De acordo com a Secretaria de Educação Básica do MEC, a avaliação dos livros é feita por uma equipe de especialistas em educação básica (professores- doutores) de universidades federais, por um convênio entre o MEC e essas instituições. Os critérios básicos que norteiam essa avaliação pela equipe de especialistas são:

a) a falta de erros conceituais;

b) a coerência teórica-metodológica no conteúdo e nas atividades propostas; c) a contribuição para a cidadania, sem expressar preconceito, doutrinação ou

publicidade.

Existem ainda os critérios específicos de acordo com cada área específica. Esses critérios são instituídos pelo MEC que também coordena e elabora os editais.

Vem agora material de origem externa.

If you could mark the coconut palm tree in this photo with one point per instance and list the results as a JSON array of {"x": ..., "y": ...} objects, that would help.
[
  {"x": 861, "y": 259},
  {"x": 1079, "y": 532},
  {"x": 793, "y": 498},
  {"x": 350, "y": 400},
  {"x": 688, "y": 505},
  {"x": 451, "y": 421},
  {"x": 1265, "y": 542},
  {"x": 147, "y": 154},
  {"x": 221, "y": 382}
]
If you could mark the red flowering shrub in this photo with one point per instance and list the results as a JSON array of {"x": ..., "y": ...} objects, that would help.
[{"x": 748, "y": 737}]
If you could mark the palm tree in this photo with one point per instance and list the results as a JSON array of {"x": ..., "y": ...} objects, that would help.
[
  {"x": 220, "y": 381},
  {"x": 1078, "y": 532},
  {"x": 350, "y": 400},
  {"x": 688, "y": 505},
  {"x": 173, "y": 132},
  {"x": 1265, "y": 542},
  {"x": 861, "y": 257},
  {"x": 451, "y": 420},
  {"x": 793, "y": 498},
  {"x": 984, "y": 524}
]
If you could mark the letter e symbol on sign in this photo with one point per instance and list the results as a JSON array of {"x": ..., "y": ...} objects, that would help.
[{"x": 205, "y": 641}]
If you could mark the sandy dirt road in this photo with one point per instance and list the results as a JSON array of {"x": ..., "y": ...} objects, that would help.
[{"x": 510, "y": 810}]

Após a avaliação é elaborado um guia com os critérios de avaliação e a resenhados títulos recomendados. Esse guia é enviado para todas as escolas públicas do Brasil e a partir dele os professores têm autonomia para fazer a escolha do livro didático que utilizarão em sala de aula.

Os especialistas têm uma grande capacidade para avaliar os livros didáticos, sua atenção foca os aspectos mais técnicos tais como: a coerência entre a seleção dos conteúdos e a proposta curricular, ensino-aprendizagem e a relevância do conteúdo proposto nos textos. Além dos aspectos técnicos existem outros que são perceptíveis pelos professores, tendo em vista a sua experiência em sala de aula.

O edital do PNLD/2015 foi lançado pelo MEC cujo objetivo é a convocação de autores de obras didáticas, destinadas ao ensino médio. Esse edital comparado ao edital de 2012, também destinado ao ensino médio apresenta alguns avanços um deles diz respeito à composição das obras. De acordo com o edital de 2015 as obras são classificadas em: Tipo 1 – obra multimídia composta de livros digitais e livros impressos e Tipo 2 – obra impressa composta de livros impressos e PDF9. Além dessa categorização o edital traz todas as normas e procedimentos para submeter às obras a avaliação.

A implementação desse programa favoreceu a indústria gráfica e proporcionou a abertura do mercado para empresas estrangeiras. Livros didáticos brasileiros vêm sendo impressos na China, Índia, Coreia, Colômbia e Chile, as editoras argumentam que a indústria gráfica nacional não tem capacidade para atender a demanda no prazo estipulado. Na verdade os motivos são outros. Em alguns desses países, as relações trabalhistas ainda são extremamente complicadas, devido à exploração da mão de obra o que barateia o custo de produção. Segundo dados do MEC, para o ano de 2012 o Governo comprou 170 milhões de livros didáticos.

Brasil e Argentina são os países da América do Sul com o maior mercado editorial, seguidos de Colômbia, Chile e Venezuela como esclarece Cabanellas (2001). É um mercado em franco crescimento e que deve estar preparado para as mudanças que ocorrerão, com a adaptação do livro didático impresso para o livro didático em formato digital, previsto para as novas edições do Programa Nacional do Livro Didático.

9Formato de arquivo, desenvolvido pela Adobe Systems em 1993, para representar documentos de

maneira independente do aplicativo, do hardware e do sistema operacional usados para criá-los. Um arquivo PDF pode descrever documentos que contenham texto, gráficos e imagens num formato independente de dispositivo e resolução.